Le PLR souhaite également que la capacité opérationnelle soit garantie. Comme on l’a vu en Russie ces dernières années, celle-ci a notamment augmenté les capacités techniques de ses forces armées en multipliant les exercices géants et les inspections surprises. Plus encore, le parti souhaite que des exercices réguliers soient organisés en collaboration avec les communes, les cantons, la Confédération et… l’OTAN.
Enfin, une idée « annexe » mais qui ne manquera pas de susciter nombre de réaction, le papier de position demande non seulement à multiplier le nombre de drones, dont l’efficacité n’est plus à prouver dans un contexte de guerre de haute intensité, comme dans le Haut Karabagh ou en Ukraine, mais également que ceux-ci soient armés. Contrairement à nos voisins, qui ont sauté le pas il y a plus ou moins longtemps, les drones Hermes 900 ayant récemment effectué leur premier vol en Suisse ne sont pas armés et ne peuvent pas l’être en l’état. Nul doute que le format et les missions de la flotte de drones suisse ne manquera pas d’être discutée au Parlement.

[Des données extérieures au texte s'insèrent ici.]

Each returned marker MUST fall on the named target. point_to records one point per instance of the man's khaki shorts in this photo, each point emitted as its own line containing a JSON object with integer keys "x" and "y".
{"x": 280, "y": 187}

On le voit donc, le PLR milite assez clairement pour un franc rapprochement avec l’OTAN, tout en essayant de naviguer dans une posture de relative indépendance aux contours peu clairs, tant le parti est tiraillé entre son aile « conservatrice » sur les questions de défense, et son aile libérale, qui tend à vouloir s’arrimer à l’EU et à laisser le marché aussi libre que possible, quitte à mettre en péril les quelques rares entreprises de défense d’ampleur présentes sur notre sol.